Experimental Configuration

        The experiment arrangement measures the interaction of cold C₆₀⁺ ions with an incident flux of neutral alkali atoms. The ions are stored within an rf Paul trap and collisionally relaxed by a cold He background gas. The trap is positioned within a UHV chamber evacuated to a base pressure of ~2x10^-10 Torr after bakeout. The trap is cooled to <80 K by contact with a copper baseplate of a liquid N₂ dewar and monitored by a thermocouple on the trap mount. Purified helium gas controlled by a leak valve is admitted into the trap directly through an aperture in the ring electrode after being cooled by passage through a copper maze.

        C₆₀ molecules emitted from an effusive oven operating at ~450⁰ C, enter the trap through an aperture in the ring electrode and are ionized by an electron beam pulse entering an aperture in the endcap electrode. The trapped ions are detected by resonant ejection of the cold ion cloud into the external dynode of an electron multiplier biased at -6 kV. The integrated ion signal of the electron multiplier is calibrated by comparison with in situ electronic detection.
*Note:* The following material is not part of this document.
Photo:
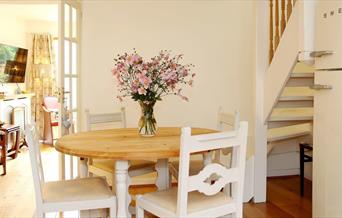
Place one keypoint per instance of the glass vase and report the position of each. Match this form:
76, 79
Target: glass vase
147, 122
This provides the basis for absolute ion-number measurements and has a detection sensitivity of <5 ions. The number of trapped C₆₀⁺ ions was ~10³ for typical e-beam pulselengths of 100 ms.

        An effusive beam of alkali atoms emitted from a Knudsen cell enters the trap through a 1.0 mm aperture in the ring electrode. The alkali flux overfills the ion cloud diameter of <0.2 mm and then leaves the trap through an opposing 1 mm aperture. The measured C₆₀⁺ ion decay rate is proportional to the incident alkali flux. Cell temperatures of 60-350^° C produced beams of Cs, Rb, K, Na, and Li atoms incident on the ion cloud with a flux of ~10¹³ cm^-2/sec. A shutter controls the (0.1-10 sec) time interval during which C₆₀⁺ ions were exposed to the alkali flux. The relative collision energies in these experiments were set by the alkali oven temperatures, covering the range ~60 to 120 meV. In these experiments, relative charge-exchange rates were determined within an uncertainty of +/-23%; however, temperature gradients across the Knudsen cell limited the accuracy of absolute-rates to within a factor of 2-3.
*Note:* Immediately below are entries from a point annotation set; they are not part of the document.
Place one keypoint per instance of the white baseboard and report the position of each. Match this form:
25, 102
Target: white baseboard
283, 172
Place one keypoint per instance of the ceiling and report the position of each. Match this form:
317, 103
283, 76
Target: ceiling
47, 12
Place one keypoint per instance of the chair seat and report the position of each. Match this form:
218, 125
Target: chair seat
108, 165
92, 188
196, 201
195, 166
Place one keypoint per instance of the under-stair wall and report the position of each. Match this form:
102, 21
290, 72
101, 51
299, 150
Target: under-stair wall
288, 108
The trap was sequenced through a set of stable operating points at which:

1. C₆₀⁺ ions are formed and efficiently trapped,
2. lighter mass fragments formed during ionization are eliminated,
3. the ion kinetic and vibrational energy are relaxed,
4. the alkali flux is admitted for a period of time and
5. the ions are resonantly ejected for detection.

        The C₆₀⁺ ions are ionized and stored for a period of 20 sec to allow cooling of the cloud by the He gas both before and after resonantly ejecting C_60-2n⁺ ion fragments. At the helium densities used in these measurements, the C₆₀⁺ ion makes ~10⁴ to 10⁵ collisions over 20 sec. This is adequate to thermalize both the translational and vibrational degrees of freedom. After the cold ion cloud is exposed to the alkali flux, the C₆₀⁺ ions and all heavier ions are resonantly ejected into the electron multiplier. Finally, the trap is flushed of any residual ions by applying 100 V dc to the ring electrode.